The Australian government’s second national action plan for education for sustainability,1 published in 2009, outlines ambitious strategies and actions for creating a sustainable future. Elsewhere, federal government departments have been working intensively on building capacity in energy efficiency knowledge and skills to deliver the national energy policy framework.2,3

In fact, the vocational education and training (VET) sector is already demonstrating leadership in curriculum renewal. Compared with universities, the VET sector’s curriculum is heavily regulated. This turns out to be a major advantage for rapid curriculum renewal, as policy can quickly translate to action in the classroom.

Several national and state policies and programs around the country are driving the VET sector’s momentum. These include the Australian government’s 2009 Clean Sustainable Skills Package,4 a $94 million investment in green jobs and training opportunities; and the 2009 Skills for the Carbon Challenge5 initiative, which provides national leadership for industry to develop and prosper in a sustainable, low-carbon economy.

The 2009 Green Skills Agreement6 commits all state and territory governments to working with trainers and businesses to ensure that relevant skills for sustainability are part of all VET curricula. In 2009, the Ministerial Council for Vocational and Technical Education endorsed a National VET Sector Sustainability Action Plan7, which provides a national framework to support curriculum renewal within the context of these national agreements.

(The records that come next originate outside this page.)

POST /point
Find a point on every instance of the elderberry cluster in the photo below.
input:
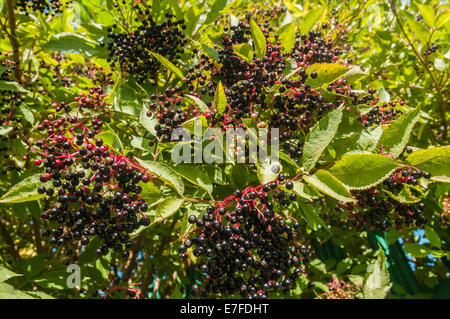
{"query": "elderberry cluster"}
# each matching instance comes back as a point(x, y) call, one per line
point(133, 50)
point(380, 209)
point(383, 114)
point(68, 74)
point(94, 192)
point(244, 246)
point(271, 91)
point(48, 7)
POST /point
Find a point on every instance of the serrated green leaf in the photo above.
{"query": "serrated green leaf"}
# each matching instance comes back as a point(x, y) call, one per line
point(195, 175)
point(68, 41)
point(319, 137)
point(329, 185)
point(427, 14)
point(192, 123)
point(396, 135)
point(169, 65)
point(287, 37)
point(326, 73)
point(417, 250)
point(167, 208)
point(304, 191)
point(435, 160)
point(24, 191)
point(433, 237)
point(368, 140)
point(11, 86)
point(220, 99)
point(9, 292)
point(267, 171)
point(259, 40)
point(148, 122)
point(6, 274)
point(377, 282)
point(244, 51)
point(5, 129)
point(360, 171)
point(311, 19)
point(201, 105)
point(211, 52)
point(404, 196)
point(164, 172)
point(353, 74)
point(311, 216)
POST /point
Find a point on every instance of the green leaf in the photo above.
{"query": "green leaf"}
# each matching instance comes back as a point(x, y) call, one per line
point(377, 282)
point(201, 105)
point(427, 14)
point(267, 171)
point(383, 95)
point(304, 191)
point(164, 172)
point(361, 171)
point(396, 135)
point(5, 129)
point(419, 30)
point(148, 122)
point(443, 18)
point(169, 65)
point(287, 37)
point(353, 74)
point(167, 208)
point(368, 140)
point(440, 64)
point(211, 52)
point(6, 274)
point(311, 19)
point(319, 137)
point(311, 216)
point(404, 196)
point(220, 99)
point(435, 160)
point(432, 236)
point(194, 122)
point(244, 51)
point(24, 191)
point(259, 39)
point(9, 292)
point(417, 250)
point(195, 175)
point(329, 185)
point(191, 17)
point(109, 139)
point(68, 41)
point(11, 86)
point(326, 73)
point(39, 294)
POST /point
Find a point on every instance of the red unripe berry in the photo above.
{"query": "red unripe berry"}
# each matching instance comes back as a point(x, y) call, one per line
point(58, 163)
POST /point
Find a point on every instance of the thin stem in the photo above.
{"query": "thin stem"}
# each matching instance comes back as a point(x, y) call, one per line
point(13, 40)
point(442, 101)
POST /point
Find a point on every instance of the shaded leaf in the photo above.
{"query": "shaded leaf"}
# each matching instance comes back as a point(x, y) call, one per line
point(329, 185)
point(361, 171)
point(396, 135)
point(319, 137)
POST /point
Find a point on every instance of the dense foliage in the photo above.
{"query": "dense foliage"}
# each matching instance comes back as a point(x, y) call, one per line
point(93, 94)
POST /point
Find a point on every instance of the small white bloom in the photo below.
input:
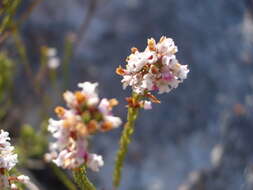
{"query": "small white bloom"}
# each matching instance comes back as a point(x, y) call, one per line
point(7, 158)
point(24, 179)
point(95, 162)
point(116, 121)
point(14, 186)
point(53, 63)
point(51, 52)
point(147, 105)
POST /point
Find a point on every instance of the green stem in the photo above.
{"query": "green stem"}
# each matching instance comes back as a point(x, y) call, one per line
point(63, 178)
point(124, 142)
point(82, 180)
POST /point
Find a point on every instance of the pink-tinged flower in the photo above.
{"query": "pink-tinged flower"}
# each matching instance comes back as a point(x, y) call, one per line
point(8, 160)
point(154, 69)
point(86, 115)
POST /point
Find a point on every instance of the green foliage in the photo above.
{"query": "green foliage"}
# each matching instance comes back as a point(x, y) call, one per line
point(125, 140)
point(82, 180)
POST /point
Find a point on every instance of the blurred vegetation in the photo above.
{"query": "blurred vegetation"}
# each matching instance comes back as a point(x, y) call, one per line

With such comprehensive regulatory support for education for sustainability, how is the VET sector responding to the challenge? By far the most progress has been around the topic of energy efficiency. With support from the National Framework for Energy Efficiency (NFEE)’s National Strategy on Energy Efficiency8 and state energy efficiency industry groups, training materials are already being developed through collaborations between universities, state and federal agencies.

According to Ms Val MacGregor, from NFEE’s Training and Accreditation committee, what has been missing is practical guidance on how the required knowledge and skills can be developed.

‘At NFEE, we have been bridging this gap,’ says Ms MacGregor. ‘Last year, we commissioned research into the functional skills needed to undertake rigorous energy efficiency assessments, which have subsequently informed a summary list9 for VET training providers. Curriculum developers and trainers can use this immediately, which reduces their cost of developing materials and also creates a common language for training across the country.’

The importance of collaboration is also evident in early examples of energy efficiency training in Victoria, NSW and Queensland. In Victoria, Swinburne University – through the National Centre for Sustainability – has developed a Vocational Graduate Certificate in Energy Efficiency for Facility Managers and a Vocational Graduate Certificate in Building Energy Analysis (non-residential).10 The centre developed these courses in partnership with industry groups and NFEE. The centre has also developed a Diploma in Carbon Management, Australia's first accredited course in Carbon Accounting; a Diploma and Graduate Certificate in Sustainability; and, most recently, a Vocational Graduate Certificate in Education and Training for Sustainability.

In NSW, the Australian Research Institute on Education for Sustainability at Macquarie University is developing a teaching unit on Energy Efficiency and Renewable Energy,11 for inserting at the diploma or graduate diploma level in higher education or vocational education and training. This resource has been funded by the Department of Education, Employment and Workplace Relations, as part of its Skills for the Carbon Challenge initiative, and will be trialled within state VET institutes teaching energy efficiency.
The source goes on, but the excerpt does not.